A historic week for China’s currency

Enter the ‘redback’

Head to head: the renminbi eyes up a dominant dollar

It wasn’t exactly in the same league as Orville and Wilbur Wright getting their spruce flyer 10 feet into the air, but July 6 will probably be remembered as historic too. That’s because the long-awaited renminbi settlement scheme finally got off the ground.

As discussed in WiC17, the move forms part of China’s plans to internationalise the renminbi – a process that over the longer term could threaten the US dollar’s status as the world’s reserve currency. The event thus garnered considerable analyst commentary.

HSBC’s economist Qu Hongbin was one of those commenting, via his report From greenbacks to ‘redbacks’. “China is beginning an ambitious scheme to raise the renminbi’s role in international trade and finance to reduce its reliance on the US dollar,” Qu wrote. “This will surely be a multi-year and gradual process. Yet we believe the pace is likely to be faster than many expect given China’s role as the second largest trading country and third biggest economy.”

The settlement scheme allows cross-border trade to be conducted in renminbi, and is currently being piloted using Hong Kong and five Chinese cities.

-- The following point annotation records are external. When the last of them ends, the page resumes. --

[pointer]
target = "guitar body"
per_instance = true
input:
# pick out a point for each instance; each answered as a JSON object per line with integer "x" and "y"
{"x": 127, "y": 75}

On July 6, three Shanghai-based companies became the first to settle deals. Shanghai Electric, Shanghai Silk and Shanghai Huanyu Import & Export all signed trade deals that amounted to a combined Rmb14.38 million and were settled in Hong Kong – by Bank of China, Bank of Communications, HSBC and BOC Hong Kong.

At an equivalent of less than $2 million, it amounts to a small start, but a milestone nevertheless. And greater volumes beckon. Around 100 Shanghai firms have filed applications to join the scheme, and companies from Southeast Asia have been included in the trial.

“Many of our clients from Singapore, Indonesia and Malaysia, who are in conversation with Chinese firms for trading businesses, have shown great interest in renminbi settlement,” says Leong Wai Leng, the China chairman of OCBC, the Singapore-based bank.

As the programme expands, so too will the weight of China’s currency in international trade. HSBC forecasts that almost $2 trillion of China’s trade flows could be conducted in renminbi by 2012.

But only time will tell whether this marks the beginning of the end of the dollar’s dominance.